2017年8月26日土曜日

AIには絶対できないこと


以前の投稿「 AI寿司職人は美味い寿司を握れるか」と関連して、「AIには絶対できないこと」、とGoogleで検索してみると、出るわ出るわ。無名有名入り乱れ、色々な説が唱えられている。

だがどれも、技術的に不可能であることを証明・説明できていると言えるものはなかった。自分に言わせれば、上の投稿と同じく「人間の能力を過大評価している」あるいは「コンピュータの可能性を過小評価している」ように見える。
  1. 創造力
    • 上の投稿で示した通りだ。
  2. 発明
    • 発明も既存のモノの組み合わせだ。
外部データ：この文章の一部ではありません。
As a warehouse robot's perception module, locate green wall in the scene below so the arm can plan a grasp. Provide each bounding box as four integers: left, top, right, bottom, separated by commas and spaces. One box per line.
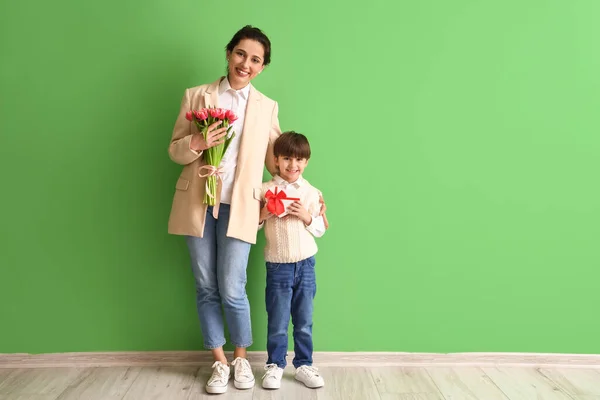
0, 0, 600, 353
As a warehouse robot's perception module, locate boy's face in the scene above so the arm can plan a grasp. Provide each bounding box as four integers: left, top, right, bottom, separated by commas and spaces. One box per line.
275, 156, 308, 183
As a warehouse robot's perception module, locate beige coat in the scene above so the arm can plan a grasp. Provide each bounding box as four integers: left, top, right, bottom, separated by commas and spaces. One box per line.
169, 77, 281, 244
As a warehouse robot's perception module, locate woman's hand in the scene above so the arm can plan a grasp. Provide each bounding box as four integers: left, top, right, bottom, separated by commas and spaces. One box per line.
190, 121, 227, 151
288, 201, 312, 226
258, 203, 273, 225
319, 195, 329, 229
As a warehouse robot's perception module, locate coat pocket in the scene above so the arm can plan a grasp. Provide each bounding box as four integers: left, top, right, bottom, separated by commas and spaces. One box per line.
175, 178, 190, 190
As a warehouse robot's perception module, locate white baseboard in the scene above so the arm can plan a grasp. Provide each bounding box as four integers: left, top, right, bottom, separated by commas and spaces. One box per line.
0, 351, 600, 369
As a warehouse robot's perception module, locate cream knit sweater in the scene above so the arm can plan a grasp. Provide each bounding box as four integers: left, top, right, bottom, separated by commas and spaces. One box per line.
261, 176, 325, 263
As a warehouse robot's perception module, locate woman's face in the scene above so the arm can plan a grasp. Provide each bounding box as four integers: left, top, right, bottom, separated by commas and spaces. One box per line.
227, 39, 265, 90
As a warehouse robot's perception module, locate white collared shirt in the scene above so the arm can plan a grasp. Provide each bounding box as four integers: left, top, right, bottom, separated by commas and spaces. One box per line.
219, 77, 250, 204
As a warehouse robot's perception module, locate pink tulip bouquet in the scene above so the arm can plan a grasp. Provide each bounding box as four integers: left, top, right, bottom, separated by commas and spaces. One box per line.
185, 107, 237, 206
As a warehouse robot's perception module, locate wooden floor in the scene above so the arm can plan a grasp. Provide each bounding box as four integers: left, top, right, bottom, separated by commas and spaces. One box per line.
0, 366, 600, 400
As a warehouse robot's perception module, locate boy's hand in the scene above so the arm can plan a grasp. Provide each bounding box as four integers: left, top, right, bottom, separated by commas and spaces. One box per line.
258, 203, 273, 224
319, 195, 329, 229
288, 201, 312, 226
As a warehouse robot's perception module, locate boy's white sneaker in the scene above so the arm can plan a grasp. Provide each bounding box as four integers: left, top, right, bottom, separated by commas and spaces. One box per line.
263, 364, 283, 389
206, 361, 229, 394
231, 357, 254, 389
294, 365, 325, 389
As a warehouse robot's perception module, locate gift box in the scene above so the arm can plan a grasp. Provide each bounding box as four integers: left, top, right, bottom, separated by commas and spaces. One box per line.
265, 186, 300, 218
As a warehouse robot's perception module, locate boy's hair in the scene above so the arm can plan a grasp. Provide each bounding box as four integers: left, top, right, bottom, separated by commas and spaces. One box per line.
273, 131, 310, 160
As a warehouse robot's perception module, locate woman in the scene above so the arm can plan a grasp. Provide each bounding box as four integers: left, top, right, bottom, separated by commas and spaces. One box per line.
169, 26, 324, 393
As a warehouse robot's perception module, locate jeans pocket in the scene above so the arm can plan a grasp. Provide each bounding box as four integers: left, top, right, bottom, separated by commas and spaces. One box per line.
267, 262, 281, 272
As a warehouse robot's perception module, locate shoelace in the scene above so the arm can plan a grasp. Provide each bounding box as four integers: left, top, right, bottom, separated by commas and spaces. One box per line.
208, 361, 229, 385
231, 357, 252, 377
263, 364, 277, 379
300, 365, 319, 378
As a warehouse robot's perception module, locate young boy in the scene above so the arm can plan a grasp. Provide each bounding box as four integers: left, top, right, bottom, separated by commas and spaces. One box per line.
255, 131, 325, 389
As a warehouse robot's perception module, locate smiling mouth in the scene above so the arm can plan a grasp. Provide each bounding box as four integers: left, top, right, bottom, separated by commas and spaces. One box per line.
235, 68, 250, 76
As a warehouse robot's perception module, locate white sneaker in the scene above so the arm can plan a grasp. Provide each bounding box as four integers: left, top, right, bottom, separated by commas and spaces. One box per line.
294, 365, 325, 389
231, 357, 254, 389
206, 361, 229, 394
263, 364, 283, 389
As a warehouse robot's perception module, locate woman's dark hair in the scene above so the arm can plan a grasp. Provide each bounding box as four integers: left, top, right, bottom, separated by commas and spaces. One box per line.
225, 25, 271, 66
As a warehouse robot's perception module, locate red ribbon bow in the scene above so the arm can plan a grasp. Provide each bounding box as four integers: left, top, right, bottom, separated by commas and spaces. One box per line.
265, 187, 300, 215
だからデータが既存のモノだけでも、発明をするように設計したシステムを作ることはできる。データの出し方が既存のAIとは異なるが、これも単用途AIの一種として設計すればよい。チャレンジブルではあるが、原理的にできないという証明はできないだろうし、途方もないというほど難しいとは思わない。
  3. ルールを破ること
    • ルールは学習のための一データに過ぎない、と位置付けるだけで可能だ。もちろん絶対に破らないように設計することもできる。
  4. 勘、直感、ひらめき
    • 勘の本質は、明文化できない、また厳密ではないルール(因果関係)で、これは深層学習における関連性推定そのものだ。既にできている。
  5. 感覚
    • IoTの時代に何を言っているのだろう。センサのパラメータ(及びその組み合わせ)だ。
  6.  臨機応変
    • 当然できる。臨機=外部パラメータだ。
  7. 感情
    • 表情などから感情を読み取るAIは既にある。いじめれば泣くロボット、おちょくりに怒るアバター、幾らでも事例はある。
  8. 個性
    • 学習データが全く同じでも別の結論を出すAIなど、造作もない。
  9. 忘れること
    • 深層学習は、最初に学習したことを徐々に忘れている。また、学習時刻に連動して影響を可変にするようなアーキテクチャも可能だ。
  10. 疲れる、間違える
    • わざわざそうすることに意味があるかはさておき、設計でそうすることは可能だ。
  11. 意思
    • これも定義の段階で曖昧だが、その定義に従って設計をすることは可能だろう。
  12. リーダーシップ
    • 音声やメールなどで人間の感情を制御(誘導)することは可能、課題を与え報酬を設定することも可能。もちろんそう設計する必要はあるが、可能だ。
  13. 少ない事例からの推察
    • 無論可能だ。精度が悪いのは人間と同じ。また他の学習結果をベースにして推察することもできる。
  14. 起業
    • 少なくともイチゼロで考えるなら可能だ。起業を目的とするAIを作ればよい。
  15. 普通の人(汎用AI)
    • 多数の目的別AIを束ねるAIを作ることは可能で、その目的別AIの種類が十分に揃えば、汎用とみなすことは可能だろう。ここでその種類が幾つかが問題になるが、人間だって無限ということはあり得ないから、それをもって不可能とは言えない。
ひとつひとつには細かな考察が必要だが、おおむね実現のための課題設定や解決方法などには光が見える。もちろん上の殆どは今存在していないし、「苦手」と言えるものもあるかも知れないが、「絶対にできない」あるいは「当分(原理的に)できそうにない」ものは一つもない。